The story stunned me at first, and then ticked me off — not only because I had always thought of this man as a good guy, but also because I had no doubt that this young woman was telling me the truth. She had no reason to make up a story like this. And the real reason that I believed her was because I know how guys are.
How do I know guys so well? Well I am one, obviously, and when it comes to the treatment of women I am not perfect, either. There are ways in which I have treated women over the years that make me feel ashamed.
But what my male friend did was not okay, or even close to okay. It’s called “predatory behavior,” and it left this particular young woman feeling uncomfortable in the workplace. No doubt, it also left her less comfortable with other men out in the world, too. And I believe I have a moral obligation to talk to my male friend about this, not just to tell him that he did something wrong, but to also remind him that this kind of behavior could get him into a whole lot of trouble.
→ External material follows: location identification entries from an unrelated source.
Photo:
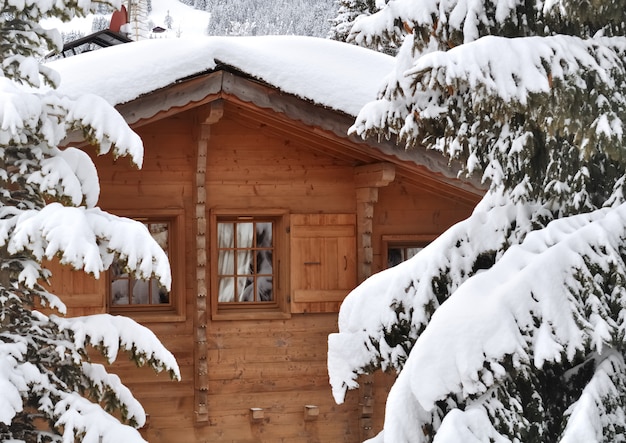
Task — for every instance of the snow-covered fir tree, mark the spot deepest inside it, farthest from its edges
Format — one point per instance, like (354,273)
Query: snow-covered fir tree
(50,388)
(138,23)
(347,12)
(510,327)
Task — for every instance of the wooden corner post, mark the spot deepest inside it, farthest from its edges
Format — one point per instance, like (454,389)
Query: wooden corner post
(367,180)
(214,113)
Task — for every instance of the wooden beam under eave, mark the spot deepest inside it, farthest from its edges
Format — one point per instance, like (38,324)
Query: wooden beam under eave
(375,175)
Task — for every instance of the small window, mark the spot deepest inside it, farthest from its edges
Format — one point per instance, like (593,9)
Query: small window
(126,290)
(399,248)
(246,261)
(146,299)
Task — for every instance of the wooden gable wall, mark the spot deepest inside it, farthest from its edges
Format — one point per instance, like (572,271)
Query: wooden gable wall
(271,369)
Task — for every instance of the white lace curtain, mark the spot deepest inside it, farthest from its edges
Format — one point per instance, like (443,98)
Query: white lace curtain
(232,288)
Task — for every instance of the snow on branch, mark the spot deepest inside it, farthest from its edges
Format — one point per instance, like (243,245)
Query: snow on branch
(84,238)
(380,319)
(111,334)
(452,21)
(68,173)
(105,127)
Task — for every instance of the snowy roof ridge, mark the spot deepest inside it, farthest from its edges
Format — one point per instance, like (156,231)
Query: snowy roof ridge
(335,75)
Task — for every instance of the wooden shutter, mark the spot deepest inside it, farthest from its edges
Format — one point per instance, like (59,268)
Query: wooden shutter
(323,261)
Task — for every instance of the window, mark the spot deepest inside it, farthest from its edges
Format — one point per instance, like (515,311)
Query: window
(246,263)
(147,299)
(399,248)
(127,290)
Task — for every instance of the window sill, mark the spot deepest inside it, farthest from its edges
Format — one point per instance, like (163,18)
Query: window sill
(150,317)
(249,314)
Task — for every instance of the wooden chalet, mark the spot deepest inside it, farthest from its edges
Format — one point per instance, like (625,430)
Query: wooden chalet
(270,214)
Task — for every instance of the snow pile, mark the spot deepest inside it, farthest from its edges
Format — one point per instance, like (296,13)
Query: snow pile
(333,74)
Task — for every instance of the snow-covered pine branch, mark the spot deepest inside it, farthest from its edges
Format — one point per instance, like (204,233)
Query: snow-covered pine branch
(529,345)
(48,198)
(482,102)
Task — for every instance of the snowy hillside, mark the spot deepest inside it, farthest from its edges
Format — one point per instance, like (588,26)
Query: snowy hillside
(186,21)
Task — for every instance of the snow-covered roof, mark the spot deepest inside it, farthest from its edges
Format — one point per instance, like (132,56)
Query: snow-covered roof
(329,73)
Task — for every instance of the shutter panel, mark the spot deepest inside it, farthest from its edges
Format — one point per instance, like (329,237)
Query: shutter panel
(323,261)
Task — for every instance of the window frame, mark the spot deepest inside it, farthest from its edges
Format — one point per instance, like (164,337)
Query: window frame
(175,309)
(403,241)
(277,308)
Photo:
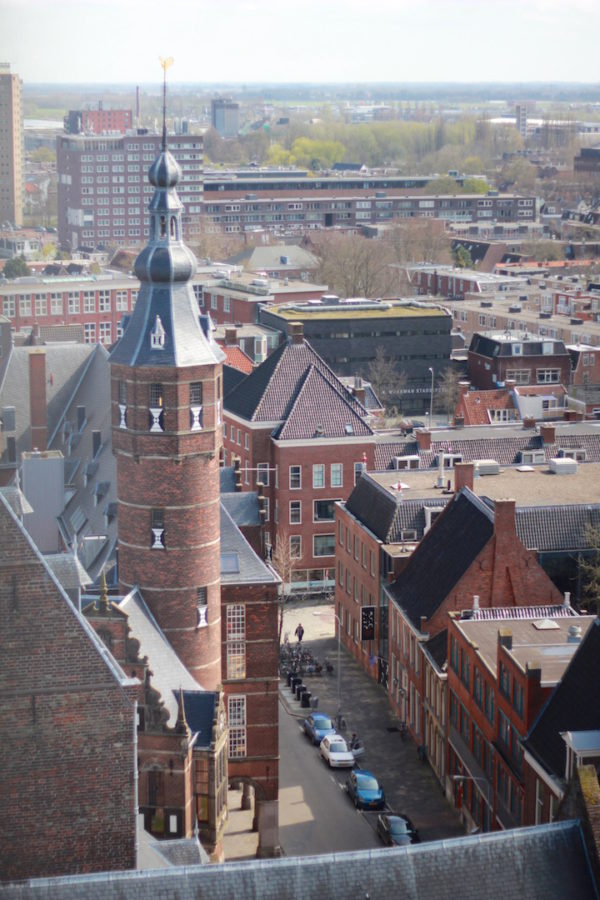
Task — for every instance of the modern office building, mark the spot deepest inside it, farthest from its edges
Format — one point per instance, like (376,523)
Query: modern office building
(103,190)
(11,147)
(225,116)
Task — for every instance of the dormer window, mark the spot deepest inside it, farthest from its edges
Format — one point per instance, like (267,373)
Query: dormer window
(157,335)
(196,406)
(156,409)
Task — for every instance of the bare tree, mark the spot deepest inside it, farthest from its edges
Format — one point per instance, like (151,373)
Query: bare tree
(285,562)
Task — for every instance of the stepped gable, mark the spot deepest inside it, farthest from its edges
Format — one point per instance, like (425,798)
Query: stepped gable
(556,527)
(268,393)
(443,556)
(321,410)
(573,705)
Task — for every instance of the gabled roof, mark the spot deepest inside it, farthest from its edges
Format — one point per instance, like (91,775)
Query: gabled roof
(268,393)
(168,672)
(574,705)
(443,556)
(321,410)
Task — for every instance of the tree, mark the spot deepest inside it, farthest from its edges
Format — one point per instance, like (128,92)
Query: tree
(16,267)
(462,257)
(590,569)
(387,382)
(285,563)
(354,266)
(448,391)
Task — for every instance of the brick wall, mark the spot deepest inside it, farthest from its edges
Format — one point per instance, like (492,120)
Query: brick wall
(67,729)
When women ask me if all men really are dogs, I immediately change the subject. I do so because, to a degree all men are, in fact, dogs. I think that all men live on a scale of predatory instinct that ranges from well suppressed to outrageously expressed.
But that doesn’t excuse us guys from the human imperative that says that we have an obligation to be responsible for our actions, which should be ethical, moral and compassionate. That fact allows us to live together in civilized society.
The argument that there are certain instincts that are hard to modify is just another way for guys to say they just don’t want to bother. As we age, we learn to temper or flat-out suppress our spontaneous responses. It’s called “self control,” and we practice it all the time. We spend much of our lives living not by what we feel like doing, but by somebody else’s rules.
We are human, and we all have the gift of self-awareness and the capacity to make choices about how we act on what we want, need and feel. Being human, we blow it at times — myself included — but being responsible, we don’t make excuses for screwing up. We just accept that we screwed up and hopefully learn from it.
While I was thinking about this small incident, the outrageous story of the “Green River Killer” in Washington State entered my mind. Here’s a man, who, over the course of twenty years, murdered at least forty-eight women. He’s what they call a “serial killer.” “Serial killer” doesn’t say enough, because the fact is that many serial killings are about men brutalizing and slaughtering women.
No doubt, somewhere along the line, at least part of his plea bargain or sentencing plea will be insanity or diminished capacity — his defense team will float the notion that he was acting on an irresistible impulse.
I wouldn’t be surprised that if I spoke to my male friend about his hitting on this young woman, he might respond that he was terribly sorry that he had done it, that he wasn’t really thinking and it was, well, an irresistible impulse.
There’s still no excuse for it. In a civilized society, we simply have to be responsible for our own actions.